The company completed a $6.5 billion acquisition of chip designer Ampere Computing, while also announcing plans to acquire ABB’s robotics business for about $5.4 billion and digital infrastructure investor DigitalBridge for $3.1 billion.
Executives characterised these investments as foundational components required to scale AI. The company sees itself as constructing the enabling infrastructure for this transformation rather than betting on isolated startups.
SoftBank’s renewed AI optimism comes after years of volatility tied to aggressive venture investments, particularly during the early Vision Fund era. The group previously faced steep valuation losses across several portfolio companies, leading to investor concerns about its high-risk, high-concentration investment style.
The rapid increase in AI company valuations has revived comparisons to past technology bubbles, particularly given the scale of capital flowing into AI startups and infrastructure providers.
Critics warn that returns depend heavily on sustained demand growth and commercialisation of AI applications, both of which remain to some extent uncertain.

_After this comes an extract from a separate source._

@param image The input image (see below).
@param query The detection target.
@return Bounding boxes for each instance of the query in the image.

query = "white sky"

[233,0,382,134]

SoftBank is also expanding aggressively into artificial intelligence infrastructure through projects such as Stargate and a series of data centre and digital infrastructure investments that underpin its broader AI strategy.

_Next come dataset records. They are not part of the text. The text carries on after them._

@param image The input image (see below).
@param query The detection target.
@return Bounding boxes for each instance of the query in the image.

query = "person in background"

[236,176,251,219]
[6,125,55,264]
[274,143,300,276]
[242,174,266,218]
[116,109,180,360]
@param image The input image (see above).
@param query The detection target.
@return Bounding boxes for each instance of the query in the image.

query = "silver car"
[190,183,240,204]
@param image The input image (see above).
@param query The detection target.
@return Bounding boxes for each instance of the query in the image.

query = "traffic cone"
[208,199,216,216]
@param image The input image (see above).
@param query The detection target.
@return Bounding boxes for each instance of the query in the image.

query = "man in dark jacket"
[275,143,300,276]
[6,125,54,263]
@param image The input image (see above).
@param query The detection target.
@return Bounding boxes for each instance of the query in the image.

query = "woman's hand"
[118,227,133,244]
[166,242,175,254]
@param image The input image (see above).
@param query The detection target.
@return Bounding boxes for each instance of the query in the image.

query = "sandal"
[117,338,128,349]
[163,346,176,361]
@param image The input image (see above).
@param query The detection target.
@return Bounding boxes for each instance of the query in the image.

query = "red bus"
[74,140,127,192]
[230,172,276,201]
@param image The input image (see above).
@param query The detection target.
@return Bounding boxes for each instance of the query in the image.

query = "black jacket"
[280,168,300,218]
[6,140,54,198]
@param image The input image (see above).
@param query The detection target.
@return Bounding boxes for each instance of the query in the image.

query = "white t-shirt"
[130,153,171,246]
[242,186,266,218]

The company recently partnered with OpenAI and its subsidiary SB Energy to advance the Stargate initiative, which includes large-scale AI data centre development. The project includes a 1.2 gigawatt data centre in Texas and long-term infrastructure agreements designed to support expanding AI computing workloads.
SoftBank has also moved to strengthen its presence in digital infrastructure through its $3.1 billion agreement to acquire DigitalBridge, a firmowns and invests in data centres, fibre networks and telecommunications infrastructure. The investment gives SoftBank indirect exposure to data centre operator Switch and other hyperscale infrastructure assets, reinforcing its position across the AI supply chain.
The company views such infrastructure spending as critical to enabling AI growth. During the earnings call, executives pushed back against concerns that rapid data centre construction reflects an overheating market.
“There is media coverage or discussion like the data centre business is a bubble or part of the AI bubble… Hyper scalers are in great need of data centres… the data centre capacity at the moment is not enough to support growing AI computing.” Yoshimitsu Goto, CFO of SoftBank, said.
“Technical innovation can be a risk… maybe some technology may come to provide capacity without using data centres and also electricity… investment in physical assets has such kind of risk,” Goto added.
For now, however, SoftBank remains confident that expanding AI workloads will require sustained infrastructure growth.
“In order for AI to grow, further computing power is needed… and that kind of computing is needed immediately,” Goto concluded.